By evening, the Indian Army was rushed to three major trouble spots including Patauli near Dausa, about 80 km from Jaipur, after an overwhelmed police pulled out of the area, leaving frenzied Gujjars dominating a wide belt.

Twelve civilians were shot dead earlier in the day as policemen chased Gujjar mobs through villages along the Jaipur-Agra highway after the protesters killed a police constable at Patauli, officials said. The identity of one dead man was not clear.

Nearly 100 people were also injured in the violence, most of them civilians.

Some Gujjars – who are mainly cultivators – also chopped off a constable's leg and a hand of another in the area, infuriating the security forces and sparking two and a half hours of tit-for-tat violence.

Angered by the deaths of their community members, Gujjars rained whatever missiles they could at the policemen, attacked police vans and also burnt tires on roads to block movement of security forces.

Home Minister Gulab Chand Kataria told reporters in the evening here that the situation in a vast stretch of southeastern Rajasthan remained tense but he said the government was determined to restore peace.

He defended the police decision to fire at the protesters after the use of batons and tear gas failed to contain the trouble.

"I think the police did a very good job," Kataria said, even as Indian troops were hurriedly dispatched from Jaipur, Kota and Bharatpur to Patauli, Bundi and Mahua respectively to beef up the police.
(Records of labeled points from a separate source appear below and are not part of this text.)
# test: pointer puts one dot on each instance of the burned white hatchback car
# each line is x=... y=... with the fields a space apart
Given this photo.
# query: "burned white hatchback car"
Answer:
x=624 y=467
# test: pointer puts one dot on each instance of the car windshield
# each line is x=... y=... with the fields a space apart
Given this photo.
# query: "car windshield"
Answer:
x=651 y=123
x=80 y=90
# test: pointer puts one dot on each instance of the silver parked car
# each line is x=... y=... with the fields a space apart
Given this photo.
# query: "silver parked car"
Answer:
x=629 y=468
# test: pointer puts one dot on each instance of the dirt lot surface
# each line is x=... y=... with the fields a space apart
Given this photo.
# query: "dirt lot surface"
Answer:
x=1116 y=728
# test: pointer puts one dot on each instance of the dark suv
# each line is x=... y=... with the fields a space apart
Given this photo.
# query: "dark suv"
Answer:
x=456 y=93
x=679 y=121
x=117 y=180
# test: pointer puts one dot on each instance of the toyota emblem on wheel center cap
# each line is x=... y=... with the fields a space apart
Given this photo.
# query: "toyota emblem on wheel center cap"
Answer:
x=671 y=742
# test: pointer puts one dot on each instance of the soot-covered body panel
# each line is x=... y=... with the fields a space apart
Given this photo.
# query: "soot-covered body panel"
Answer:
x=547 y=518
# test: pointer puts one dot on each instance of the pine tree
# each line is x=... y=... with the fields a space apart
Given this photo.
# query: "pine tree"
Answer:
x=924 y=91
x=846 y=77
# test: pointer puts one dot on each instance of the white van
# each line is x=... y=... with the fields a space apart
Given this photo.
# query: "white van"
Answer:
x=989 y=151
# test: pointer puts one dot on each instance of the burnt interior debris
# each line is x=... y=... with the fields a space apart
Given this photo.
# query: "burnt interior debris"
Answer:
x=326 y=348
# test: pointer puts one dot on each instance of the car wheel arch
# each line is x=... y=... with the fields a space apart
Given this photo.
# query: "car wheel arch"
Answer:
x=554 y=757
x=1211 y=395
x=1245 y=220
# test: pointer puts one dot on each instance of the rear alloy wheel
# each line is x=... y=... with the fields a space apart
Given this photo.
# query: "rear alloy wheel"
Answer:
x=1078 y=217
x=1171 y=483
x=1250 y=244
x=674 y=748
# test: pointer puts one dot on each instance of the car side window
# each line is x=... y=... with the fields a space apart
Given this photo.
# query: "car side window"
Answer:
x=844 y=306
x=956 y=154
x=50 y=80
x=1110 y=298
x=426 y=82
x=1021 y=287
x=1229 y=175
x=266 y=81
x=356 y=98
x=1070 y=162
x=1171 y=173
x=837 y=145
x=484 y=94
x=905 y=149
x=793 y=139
Mobs set fire to several buses along the Jaipur-Agra highway, paralyzing road traffic for hours. The Jaipur-Agra-New Delhi "Golden Triangle" is hugely popular with both Indian and foreign tourists.

Kataria said the Agra-Jaipur road traffic was back on track but added ominously: "We don't know what will happen at night."

But he went on: "We will be making arrests. This is no way to protest in a democracy. Killing policemen is unacceptable. Only the central government can give them tribal status because it involves constitutional change, not us. We will recommend their case. But why the violence?"

Besides Patauli, the other worst hit place was Bundi, about 180 km from Jaipur. Another place that saw violence was Mahua, about 40 km from Patauli.

Rajasthan's Gujjars, who also live in large numbers all over northern India, want that they should be classified as tribals, economically a far worse social grouping so that they can take advantage of the benefits the government extends to the latter.

Gujjars are a poor community in Rajasthan compared to the two dominant groups – Jats and Rajputs. Gujjar leaders allege that successive governments in the state have discriminated against them.

A similar protest in September last year also saw violence, affecting train services between Mumbai and New Delhi.

Home Secretary V.S. Singh said earlier that the army would hold flag marches on the Jaipur-Agra highway.

Tuesday's trouble erupted at 8 a.m. when about 30,000 Gujjars gathered on the highway and blocked it.

The police tried to disperse them but they refused to take orders. The police then started hitting the crowds with batons, fired tear gas and finally resorted to firing.

There was panic as the crowds damaged police vehicles. Police eventually backed out from the scene, witnesses said.

"We had only two options – either to fire again or leave the area. In the best interests of everybody, we decided to back out," an official said.

Prohibitory orders have been imposed in Tonk, Jaipur, Dausa, Sawai Madhopur and Karauli districts.

The Gujjar Sangarsh Samiti had called for blocking all highways leading to Jaipur Tuesday.

The Gujjar Mahasabha had postponed its agitation till July 31 after a cabinet sub-committee was formed in September to examine the quota issue and moving the Gujjars from other backward classes (OBCs) to Scheduled Tribe category.